Conducting calculations between bands or raster is another common GIS task. Here, we will be calculating NDVI (Normalized difference vegetation index) based on the Landsat dataset that we have downloaded from Helsinki region. Conducting calculations with rasterio is fairly straightforward if the extent etc. matches because the values of the rasters are stored as numpy arrays (similar to the columns stored in Geo/Pandas, i.e. Series).

Calculating NDVI

In this tutorial, we will see how to calculate the NDVI (Normalized difference vegetation index) based on two bands: band-4 which is the Red channel and band-5 which is the Near Infrared (NIR).

  • Let’s start by importing the necessary modules rasterio and numpy and reading the raster file that we masked for Helsinki Region:

import rasterio
import numpy as np
from rasterio.plot import show
import os
import matplotlib.pyplot as plt
%matplotlib inline

# Data dir
data_dir = "data"

# Filepath
fp = os.path.join(data_dir, "Helsinki_masked_p188r018_7t20020529_z34__LV-FIN.tif")
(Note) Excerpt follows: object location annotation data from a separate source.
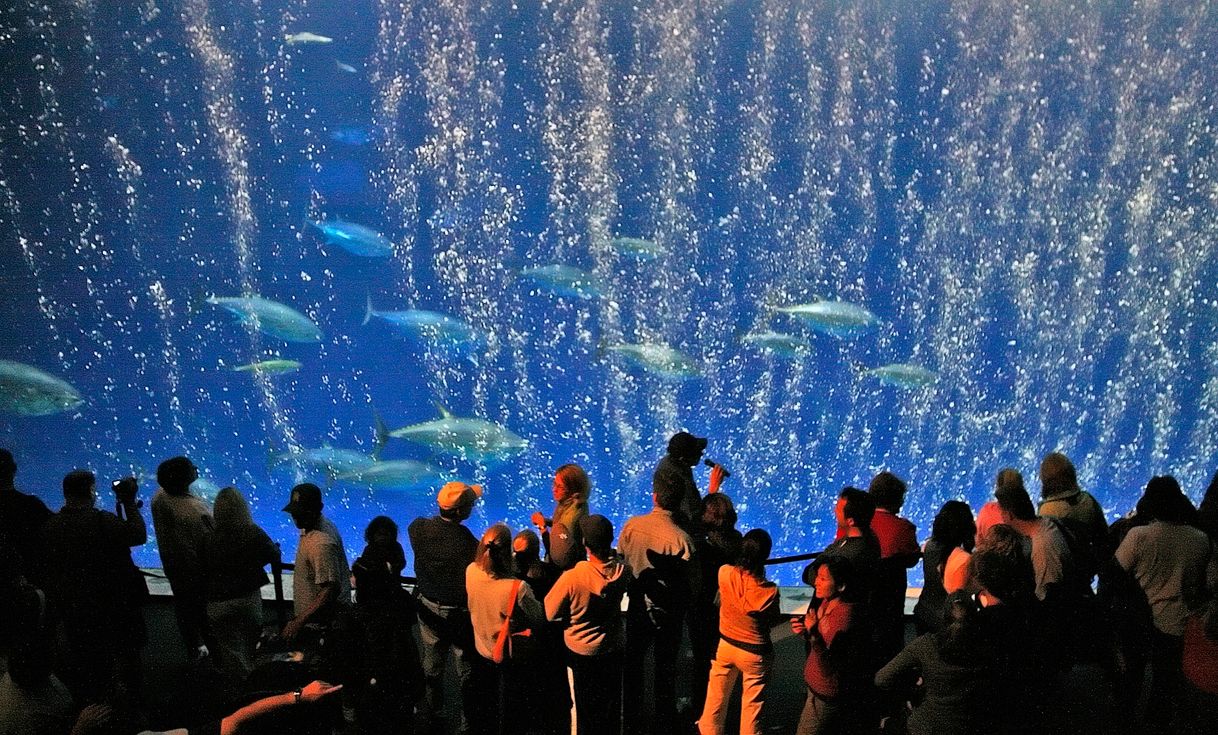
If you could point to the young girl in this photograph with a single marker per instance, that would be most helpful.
(839, 667)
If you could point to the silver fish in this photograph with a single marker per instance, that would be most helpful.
(271, 317)
(27, 390)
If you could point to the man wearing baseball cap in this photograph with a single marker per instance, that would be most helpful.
(676, 468)
(442, 549)
(322, 580)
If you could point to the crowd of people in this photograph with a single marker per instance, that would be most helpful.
(575, 627)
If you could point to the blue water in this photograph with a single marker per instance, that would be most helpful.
(1022, 194)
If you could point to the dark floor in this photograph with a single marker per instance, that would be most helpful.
(180, 694)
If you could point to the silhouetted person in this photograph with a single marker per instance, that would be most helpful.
(716, 543)
(235, 556)
(96, 586)
(322, 577)
(898, 552)
(676, 468)
(660, 555)
(21, 521)
(391, 674)
(442, 549)
(587, 597)
(182, 523)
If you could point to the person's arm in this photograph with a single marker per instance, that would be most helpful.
(312, 692)
(328, 594)
(900, 672)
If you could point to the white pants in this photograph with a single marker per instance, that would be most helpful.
(731, 662)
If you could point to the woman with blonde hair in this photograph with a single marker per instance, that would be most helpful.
(235, 556)
(560, 533)
(501, 605)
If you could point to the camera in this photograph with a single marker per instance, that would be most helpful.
(126, 489)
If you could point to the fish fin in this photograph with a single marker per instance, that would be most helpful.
(381, 433)
(369, 312)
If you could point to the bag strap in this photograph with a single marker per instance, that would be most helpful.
(503, 644)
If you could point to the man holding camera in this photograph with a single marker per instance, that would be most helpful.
(98, 588)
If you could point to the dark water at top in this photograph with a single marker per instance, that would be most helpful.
(1022, 195)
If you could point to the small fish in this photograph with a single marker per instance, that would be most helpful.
(775, 343)
(331, 461)
(356, 239)
(471, 439)
(271, 317)
(396, 474)
(901, 374)
(305, 37)
(565, 280)
(269, 366)
(27, 390)
(638, 248)
(658, 358)
(447, 334)
(351, 135)
(836, 318)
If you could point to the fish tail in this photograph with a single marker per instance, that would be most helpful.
(381, 433)
(369, 312)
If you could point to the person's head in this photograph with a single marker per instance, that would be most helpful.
(456, 500)
(1009, 478)
(834, 578)
(954, 525)
(960, 635)
(176, 474)
(597, 532)
(305, 506)
(1165, 500)
(230, 510)
(79, 486)
(854, 508)
(7, 468)
(1003, 571)
(493, 553)
(525, 549)
(888, 491)
(1015, 502)
(754, 551)
(571, 483)
(718, 511)
(687, 449)
(380, 529)
(668, 490)
(1057, 475)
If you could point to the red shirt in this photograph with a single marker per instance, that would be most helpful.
(897, 535)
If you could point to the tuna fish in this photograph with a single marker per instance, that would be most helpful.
(658, 358)
(305, 37)
(396, 474)
(269, 366)
(777, 344)
(565, 280)
(355, 238)
(836, 318)
(271, 317)
(901, 374)
(638, 248)
(471, 439)
(27, 390)
(328, 460)
(441, 332)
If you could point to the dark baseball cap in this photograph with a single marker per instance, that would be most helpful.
(306, 497)
(683, 443)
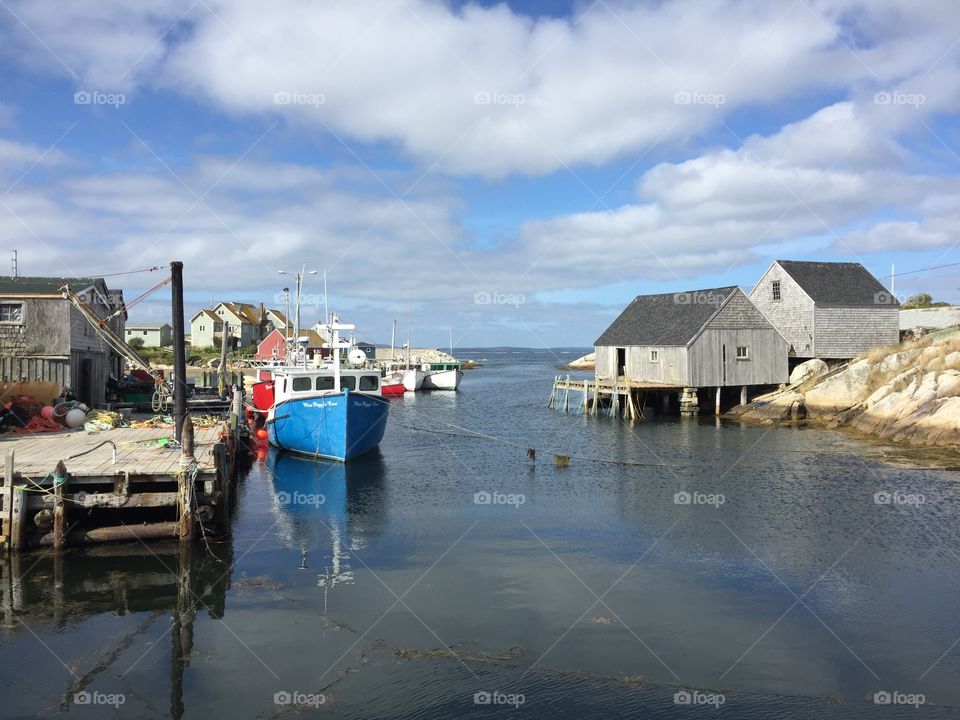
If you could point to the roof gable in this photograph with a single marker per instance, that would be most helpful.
(838, 283)
(665, 319)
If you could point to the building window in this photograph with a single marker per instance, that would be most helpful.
(11, 313)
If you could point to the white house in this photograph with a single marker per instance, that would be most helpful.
(152, 334)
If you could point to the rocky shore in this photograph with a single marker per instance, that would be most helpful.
(907, 393)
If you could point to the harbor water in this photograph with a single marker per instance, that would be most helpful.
(674, 567)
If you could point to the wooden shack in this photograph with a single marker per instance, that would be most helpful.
(829, 310)
(45, 338)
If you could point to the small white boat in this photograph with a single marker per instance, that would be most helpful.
(442, 376)
(412, 379)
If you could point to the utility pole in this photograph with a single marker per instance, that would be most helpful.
(179, 349)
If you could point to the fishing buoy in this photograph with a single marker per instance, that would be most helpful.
(75, 418)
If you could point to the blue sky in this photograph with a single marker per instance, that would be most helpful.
(516, 171)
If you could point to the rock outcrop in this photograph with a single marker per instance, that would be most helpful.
(908, 393)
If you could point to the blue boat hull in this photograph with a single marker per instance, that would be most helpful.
(338, 427)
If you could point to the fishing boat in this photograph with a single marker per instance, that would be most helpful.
(326, 411)
(441, 376)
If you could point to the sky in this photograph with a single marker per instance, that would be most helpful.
(505, 173)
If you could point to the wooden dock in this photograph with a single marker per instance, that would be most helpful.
(68, 488)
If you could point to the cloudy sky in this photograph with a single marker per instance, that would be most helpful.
(514, 171)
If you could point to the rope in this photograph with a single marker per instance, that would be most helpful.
(560, 459)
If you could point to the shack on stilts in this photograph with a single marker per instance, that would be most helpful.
(672, 350)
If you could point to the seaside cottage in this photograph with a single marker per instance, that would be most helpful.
(43, 338)
(705, 338)
(829, 310)
(152, 334)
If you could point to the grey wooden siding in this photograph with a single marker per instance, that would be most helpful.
(792, 315)
(843, 333)
(47, 369)
(713, 358)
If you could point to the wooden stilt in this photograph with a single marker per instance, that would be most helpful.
(59, 507)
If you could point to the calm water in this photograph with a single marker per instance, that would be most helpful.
(385, 587)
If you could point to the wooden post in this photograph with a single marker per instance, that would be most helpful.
(18, 507)
(59, 508)
(179, 348)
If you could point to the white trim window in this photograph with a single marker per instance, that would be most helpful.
(11, 313)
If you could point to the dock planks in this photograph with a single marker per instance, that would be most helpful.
(37, 455)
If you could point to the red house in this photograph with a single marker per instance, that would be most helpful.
(274, 346)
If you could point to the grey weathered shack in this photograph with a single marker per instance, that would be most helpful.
(830, 310)
(703, 338)
(43, 337)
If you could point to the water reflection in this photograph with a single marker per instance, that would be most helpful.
(326, 510)
(58, 591)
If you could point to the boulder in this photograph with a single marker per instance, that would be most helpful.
(841, 391)
(809, 369)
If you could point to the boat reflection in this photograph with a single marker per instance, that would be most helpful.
(326, 509)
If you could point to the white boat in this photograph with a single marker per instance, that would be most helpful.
(442, 376)
(412, 379)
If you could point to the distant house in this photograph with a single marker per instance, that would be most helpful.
(827, 310)
(248, 324)
(274, 345)
(43, 337)
(705, 338)
(152, 334)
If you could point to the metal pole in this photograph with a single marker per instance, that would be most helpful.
(179, 348)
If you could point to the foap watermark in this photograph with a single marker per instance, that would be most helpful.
(698, 498)
(495, 697)
(96, 97)
(299, 498)
(498, 498)
(307, 300)
(695, 97)
(888, 298)
(297, 698)
(98, 698)
(895, 497)
(699, 298)
(484, 97)
(896, 97)
(498, 298)
(894, 697)
(698, 697)
(299, 98)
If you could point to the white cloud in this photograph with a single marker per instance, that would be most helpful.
(552, 92)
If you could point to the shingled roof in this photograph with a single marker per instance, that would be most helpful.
(666, 319)
(846, 284)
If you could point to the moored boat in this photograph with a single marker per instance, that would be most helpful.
(327, 412)
(442, 376)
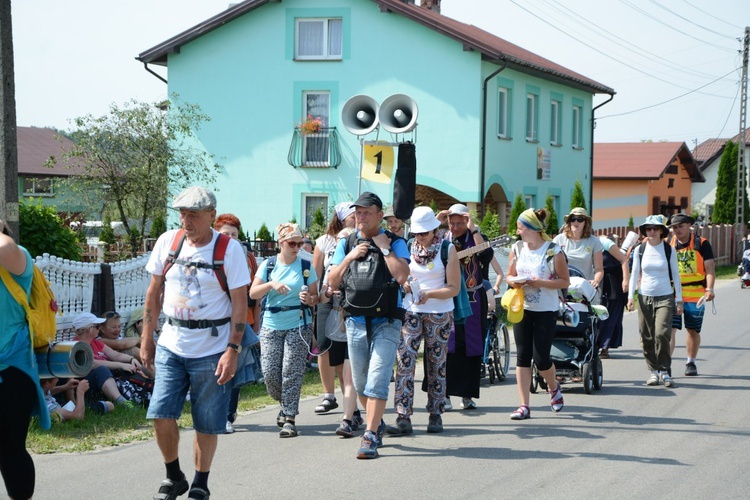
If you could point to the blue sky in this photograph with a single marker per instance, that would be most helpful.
(678, 59)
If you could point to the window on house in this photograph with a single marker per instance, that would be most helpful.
(503, 113)
(577, 127)
(555, 123)
(318, 39)
(313, 202)
(316, 146)
(532, 119)
(38, 187)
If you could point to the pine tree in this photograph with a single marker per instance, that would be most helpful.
(553, 225)
(578, 199)
(518, 207)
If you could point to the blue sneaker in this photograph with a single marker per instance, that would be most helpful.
(381, 431)
(369, 446)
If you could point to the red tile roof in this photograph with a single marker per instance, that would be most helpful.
(35, 146)
(641, 160)
(492, 47)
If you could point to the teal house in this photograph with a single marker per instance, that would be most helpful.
(492, 119)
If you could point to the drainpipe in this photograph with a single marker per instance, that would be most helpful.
(591, 174)
(145, 65)
(483, 167)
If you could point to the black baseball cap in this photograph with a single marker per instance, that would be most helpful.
(368, 199)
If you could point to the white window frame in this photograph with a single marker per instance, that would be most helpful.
(328, 53)
(308, 207)
(36, 192)
(577, 127)
(503, 113)
(555, 122)
(532, 125)
(322, 135)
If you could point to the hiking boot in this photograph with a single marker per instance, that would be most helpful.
(403, 426)
(435, 424)
(368, 448)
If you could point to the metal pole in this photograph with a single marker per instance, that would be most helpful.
(741, 169)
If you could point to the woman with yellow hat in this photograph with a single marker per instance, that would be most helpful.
(537, 265)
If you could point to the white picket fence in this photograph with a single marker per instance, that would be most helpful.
(73, 285)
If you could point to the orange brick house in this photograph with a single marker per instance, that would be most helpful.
(637, 179)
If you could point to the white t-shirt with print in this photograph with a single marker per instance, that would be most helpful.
(195, 293)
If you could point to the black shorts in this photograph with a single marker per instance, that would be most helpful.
(338, 352)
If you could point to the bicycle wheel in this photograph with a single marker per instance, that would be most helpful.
(501, 351)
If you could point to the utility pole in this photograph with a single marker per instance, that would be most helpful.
(9, 140)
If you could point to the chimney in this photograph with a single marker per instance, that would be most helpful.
(433, 5)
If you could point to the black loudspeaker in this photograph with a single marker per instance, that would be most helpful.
(406, 181)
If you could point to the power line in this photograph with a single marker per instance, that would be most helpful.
(668, 100)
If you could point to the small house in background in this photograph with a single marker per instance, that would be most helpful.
(36, 180)
(640, 179)
(707, 157)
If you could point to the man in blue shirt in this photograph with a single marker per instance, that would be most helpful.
(371, 356)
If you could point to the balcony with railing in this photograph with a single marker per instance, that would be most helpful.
(319, 149)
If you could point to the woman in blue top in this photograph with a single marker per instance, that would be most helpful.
(20, 393)
(286, 331)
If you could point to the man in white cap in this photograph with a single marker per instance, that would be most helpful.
(201, 339)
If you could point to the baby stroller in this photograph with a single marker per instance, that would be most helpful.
(496, 357)
(743, 270)
(574, 349)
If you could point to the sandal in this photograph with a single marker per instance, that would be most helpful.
(170, 490)
(197, 493)
(522, 413)
(327, 405)
(289, 429)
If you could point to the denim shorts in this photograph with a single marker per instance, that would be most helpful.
(175, 375)
(372, 362)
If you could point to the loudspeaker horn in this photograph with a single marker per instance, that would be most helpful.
(360, 114)
(398, 114)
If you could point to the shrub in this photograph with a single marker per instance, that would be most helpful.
(42, 231)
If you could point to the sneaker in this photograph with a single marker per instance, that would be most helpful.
(380, 432)
(357, 420)
(403, 426)
(435, 424)
(345, 429)
(556, 399)
(368, 448)
(468, 404)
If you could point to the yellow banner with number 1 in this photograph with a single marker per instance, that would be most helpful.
(378, 163)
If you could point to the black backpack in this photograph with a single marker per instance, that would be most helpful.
(368, 289)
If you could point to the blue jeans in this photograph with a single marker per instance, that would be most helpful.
(372, 360)
(175, 375)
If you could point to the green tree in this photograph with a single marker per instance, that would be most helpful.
(42, 231)
(553, 225)
(490, 225)
(578, 199)
(725, 206)
(518, 207)
(132, 160)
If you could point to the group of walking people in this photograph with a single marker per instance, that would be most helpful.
(378, 296)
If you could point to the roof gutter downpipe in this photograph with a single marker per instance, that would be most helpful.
(483, 168)
(591, 174)
(145, 65)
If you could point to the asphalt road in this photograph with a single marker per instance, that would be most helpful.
(625, 441)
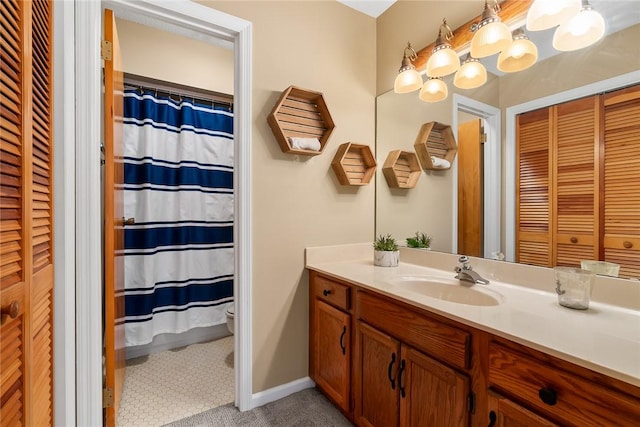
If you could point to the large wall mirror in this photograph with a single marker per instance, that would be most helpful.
(432, 206)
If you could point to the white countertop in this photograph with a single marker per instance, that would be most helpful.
(604, 338)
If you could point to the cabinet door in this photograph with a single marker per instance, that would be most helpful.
(331, 352)
(533, 199)
(431, 394)
(622, 180)
(376, 377)
(505, 413)
(576, 181)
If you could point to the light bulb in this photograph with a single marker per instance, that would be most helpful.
(584, 29)
(544, 14)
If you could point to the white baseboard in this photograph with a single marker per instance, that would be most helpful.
(278, 392)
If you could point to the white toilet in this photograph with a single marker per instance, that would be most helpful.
(230, 313)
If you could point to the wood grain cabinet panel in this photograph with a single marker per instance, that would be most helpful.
(506, 413)
(533, 182)
(392, 382)
(557, 394)
(376, 385)
(578, 185)
(622, 180)
(333, 353)
(442, 341)
(432, 394)
(575, 181)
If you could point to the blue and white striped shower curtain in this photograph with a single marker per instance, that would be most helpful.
(179, 255)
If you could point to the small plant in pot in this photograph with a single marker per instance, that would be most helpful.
(420, 241)
(386, 253)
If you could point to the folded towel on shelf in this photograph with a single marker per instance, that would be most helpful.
(298, 143)
(439, 163)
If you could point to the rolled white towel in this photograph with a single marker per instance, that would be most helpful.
(298, 143)
(439, 163)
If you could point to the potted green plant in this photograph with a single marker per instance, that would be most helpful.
(420, 241)
(386, 253)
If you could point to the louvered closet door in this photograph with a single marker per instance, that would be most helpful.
(26, 273)
(576, 181)
(622, 180)
(533, 201)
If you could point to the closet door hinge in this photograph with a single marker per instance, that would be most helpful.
(471, 403)
(106, 50)
(107, 397)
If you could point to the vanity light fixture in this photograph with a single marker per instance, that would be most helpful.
(472, 74)
(408, 79)
(433, 90)
(491, 34)
(584, 29)
(443, 60)
(544, 14)
(520, 55)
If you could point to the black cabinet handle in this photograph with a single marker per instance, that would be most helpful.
(402, 366)
(492, 419)
(548, 396)
(344, 332)
(390, 370)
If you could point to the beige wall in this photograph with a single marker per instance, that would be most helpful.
(297, 201)
(418, 23)
(162, 55)
(616, 54)
(428, 207)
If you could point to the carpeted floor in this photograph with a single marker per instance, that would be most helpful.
(307, 408)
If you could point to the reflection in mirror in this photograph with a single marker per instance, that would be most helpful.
(433, 205)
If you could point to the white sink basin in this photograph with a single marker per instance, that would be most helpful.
(451, 290)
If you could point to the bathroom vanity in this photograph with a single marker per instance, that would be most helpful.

# Open the raster file in read mode
raster = rasterio.open(fp)
  • Let’s read the red and NIR bands from our raster source (ref):

# Read red channel (channel number 3)
red = raster.read(3)
# Read NIR channel (channel number 4)
nir = raster.read(4)

# Calculate some stats to check the data
print(red.mean())
print(nir.mean())
print(type(nir))

# Visualize
show(nir, cmap='terrain')
36.29418775547201
35.0946303937776
<class 'numpy.ndarray'>
../../_images/raster-map-algebra_3_1.png
<matplotlib.axes._subplots.AxesSubplot at 0x251e87acc88>

As we can see the values are stored as numpy.ndarray. From the map we can see that NIR channel reflects stronly (light green) in areas outside the Helsinki urban areas.

  • Let’s change the data type from uint8 to float so that we can have floating point numbers stored in our arrays:

# Convert to floats
red = red.astype('f4')
nir = nir.astype('f4')
nir
array([[0., 0., 0., ..., 0., 0., 0.],
       [0., 0., 0., ..., 0., 0., 0.],
       [0., 0., 0., ..., 0., 0., 0.],
       ...,
       [0., 0., 0., ..., 0., 0., 0.],
       [0., 0., 0., ..., 0., 0., 0.],
       [0., 0., 0., ..., 0., 0., 0.]], dtype=float32)

Now we can see that the numbers changed to decimal numbers (there is a dot after the zero).

Next we need to tweak the behaviour of numpy a little bit. By default numpy will complain about dividing with zero values. We need to change that behaviour because we have a lot of 0 values in our data.

np.seterr(divide='ignore', invalid='ignore')
{'divide': 'warn', 'over': 'warn', 'under': 'ignore', 'invalid': 'warn'}
  • Now we are ready to calculate the NDVI. This can be done easily with simple map algebra and using the NDVI formula and passing our numpy arrays into it:

# Calculate NDVI using numpy arrays
ndvi = (nir - red) / (nir + red)
  • Let’s plot the results so we can see how the index worked out:

%matplotlib inline
# Plot the NDVI
plt.imshow(ndvi, cmap='terrain_r')
# Add colorbar to show the index
plt.colorbar()
<matplotlib.colorbar.Colorbar at 0x251e889f9e8>
../../_images/raster-map-algebra_11_1.png

As we can see from the map, now the really low NDVI indices are located in water and urban areas (middle of the map) whereas the areas colored with green have a lot of vegetation according our NDVI index.